O Brasil importa diariamente 25 milhões de
metros cúbicos de gás – 50% do necessário – e só São Paulo fica com mais de
13%. Podemos importar gás da Argélia, Nigéria ou Trinidad Tobago, mas,
obviamente, o preço não seria o mesmo. O “Decreto
Supremo” deu-nos um prazo de 180 dias. E esse prazo termina depois do
primeiro turno, mas antes do segundo turno. O Brasil terá de esperar pelas
atitudes da Bolívia, porque senão é ela quem irá aos tribunais de arbitragem
contra as quebras dos contratos. A situação requer calma e pragmatismo. Já
disse isso.
A Bolívia não é o primeiro país a fazer isso. O
que fizemos, com o nosso petróleo, não foi muito diferente disso. O Irã e a
Arábia Saudita fizeram isso há algumas décadas. O Equador impôs, em Abril,
regras que aumentam a participação do Estado no lucro do
petróleo. E no Peru, Ollanta Humala, candidato presidencial, tem
defendido um papel mais agressivo do governo no controle do gás e das minas.
Parece que Hugo Chávez está fazendo escola.

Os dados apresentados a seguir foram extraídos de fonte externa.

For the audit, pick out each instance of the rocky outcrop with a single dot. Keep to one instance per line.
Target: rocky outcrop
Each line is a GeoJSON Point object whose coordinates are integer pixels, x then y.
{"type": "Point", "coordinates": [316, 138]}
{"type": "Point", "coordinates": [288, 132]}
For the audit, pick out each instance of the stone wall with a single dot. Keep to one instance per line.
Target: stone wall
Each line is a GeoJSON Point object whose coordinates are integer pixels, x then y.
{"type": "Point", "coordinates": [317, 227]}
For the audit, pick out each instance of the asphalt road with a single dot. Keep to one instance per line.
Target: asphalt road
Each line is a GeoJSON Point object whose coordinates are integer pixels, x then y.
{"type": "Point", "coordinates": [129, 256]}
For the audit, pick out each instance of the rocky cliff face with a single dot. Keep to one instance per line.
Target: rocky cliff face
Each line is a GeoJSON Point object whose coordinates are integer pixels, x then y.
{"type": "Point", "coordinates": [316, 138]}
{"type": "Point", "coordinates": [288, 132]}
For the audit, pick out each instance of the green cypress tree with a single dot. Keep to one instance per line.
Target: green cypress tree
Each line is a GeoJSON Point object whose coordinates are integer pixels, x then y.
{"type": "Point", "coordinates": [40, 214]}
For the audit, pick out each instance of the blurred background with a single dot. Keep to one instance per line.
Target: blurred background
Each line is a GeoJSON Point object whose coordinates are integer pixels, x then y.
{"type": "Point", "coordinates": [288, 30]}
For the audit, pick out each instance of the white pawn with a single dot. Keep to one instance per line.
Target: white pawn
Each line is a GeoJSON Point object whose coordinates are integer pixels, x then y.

A Venezuela é uma das maiores fornecedoras de
óleo para os Estados Unidos. E, recentemente, já na era Chávez, ela forçou
companhias estrangeiras de energia a aceitarem controle do Estado em importantes
joint ventures. Realmente, Morales é um bom discípulo. Chávez vive atacando os Estados
Unidos. Chamou, em público, na ONU, o George Bush Jr. de “El Diablo”. Negócios
são negócios, inimigos a parte. Mais 70% da produção da Venezuela vai para os
States.
O que conta contra a Bolívia, é que ela ganha
dinheiro nacionalizando, depois ganha dinheiro privatizando. Justamente, porque
as empresas nacionalizadas acabam descapitalizadas, por uma série de fatores;
principalmente políticos. A Bolívia tem um triste recorde de golpes de Estado e
governos corruptos. Ela tem mais, nominalmente, ex-presidentes de que anos de
independência.
Vamos supor que a Bolívia se estabilize politicamente
doravante, e que a Petrobrás e as outras empresas aceitem os preços e impostos determinados
no “Decreto”. Segundo relatório do Banco Mundial, divulgado em abril de 2006, o
PIB boliviano em 2004 foi US$ 8,8 bilhões[6], e
as exportações corresponderam 30,7% deste total, isto é, aproximadamente, US$
2,7 bilhões. Se Morales aumentar em 55% os preços do gás (algumas fontes dizem
até 61%), e segundo ele, isto produziria um aumento de algo em torno de US$ 600
milhões de novos recursos. Se suas previsões estiverem corretas, isso corresponderia
em um aumento anual de mais de 22% nas exportações. Isto é, sem que nenhum
outro item da pauta de exportações sofra acréscimo. Com a elevação dos impostos
de 50% para 82%, anunciada no “Decreto Supremo” a receita boliviana com hidrocarbonetos
se elevaria de US$ 350 milhões para US$ 780 milhões por ano (isto se não houver
aumento da demanda brasileira). Somado esses dois valores tem-se US$ 1,380
bilhões. O PIB cresceria 15,68% em um ano. Isso é el milagro boliviano.
Isto
está um pouco distorcido; é verdade. Porque o PIB usado foi computado até 31 de
dezembro de 2004, e já se teve todo o ano de 2005. Onde a economia boliviana cresceu um pouco mais. E além do que estamos
há sete meses e meio para acabar o ano, então essa receita toda de US$ 1,380
bilhões não ocorreria no ano de 2006. Mas mesmo assim. Considerando que a
economia boliviana tenha crescido 3,5% no ano de 2005 (que é uma média do
últimos anos), e fazendo um rateio de US$ 1,380 em 12 meses para 7,5 meses,
mesmo assim teria havido um milagro –
ou melhor – poderá haver um milagro boliviano,
e a economia boliviana terá crescido em 2006, mais ou menos 9,5%. Isto, repito,
se nenhum outro setor da economia boliviana crescer, e sem acréscimo da demanda
de gás; caso contrário, seguindo a tendência apresentada nesta década, em 2006
o crescimento passará dos 10%.
David Ricardo, economista inglês, há quase 200
anos, com a sua teoria da Vantagem Comparativa, demonstrava que o comércio
entre as nações é uma soma positiva, onde todos envolvidos podem ganhar. Então,
de que nos serve termos vizinhos pobres?
Vamos entender isso melhor.
Leia o
exemplo de duas cidades, A e B e responda: Onde há mais geração de riqueza?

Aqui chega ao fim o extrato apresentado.